Tytuł projektu:  „Akademia Innowacyjnych Zastosowań Technologii Cyfrowych (AI Tech)”
    </center>

In this lab, you will implement some of the techniques discussed in the lecture.

Below you are given a solution to the previous scenario. Note that it has two serious drawbacks:
 * The output predictions do not sum up to one (i.e. it does not return a distribution) even though the images always contain exactly one digit.
 * It uses MSE coupled with output sigmoid which can lead to saturation and slow convergence

**Task 1.** Use softmax instead of coordinate-wise sigmoid and use log-loss instead of MSE. Test to see if this improves convergence.

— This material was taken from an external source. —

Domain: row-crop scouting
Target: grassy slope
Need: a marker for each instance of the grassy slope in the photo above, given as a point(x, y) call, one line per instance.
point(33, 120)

Hint: When implementing backprop it might be easier to consider these two function as a single block and not even compute the gradient over the softmax values.

**Task 2.** Implement L2 regularization and add momentum to the SGD algorithm. Play with different amounts of regularization and momentum. See if this improves accuracy/convergence.

**Task 3 (optional).** Implement Adagrad, dropout and some simple data augmentations (e.g. tiny rotations/shifts etc.). Again, test to see how these changes improve accuracy/convergence.

**Task 4.** Try adding extra layers to the network. Again, test how the changes you introduced affect accuracy/convergence. As a start, you can try this architecture: [784,100,30,10]


In [1]:
import random
import numpy as np
from torchvision import datasets, transforms
from PIL import Image

In [2]:
# Let's read the mnist dataset

def load_mnist(path='.'):
    train_set = datasets.MNIST(path, train=True, download=True)
    x_train = train_set.data.numpy()
    _y_train = train_set.targets.numpy()

    test_set = datasets.MNIST(path, train=False, download=True)
    x_test = test_set.data.numpy()
    _y_test = test_set.targets.numpy()

    x_train = x_train.reshape((x_train.shape[0],28*28)) / 255.
    x_test = x_test.reshape((x_test.shape[0],28*28)) / 255.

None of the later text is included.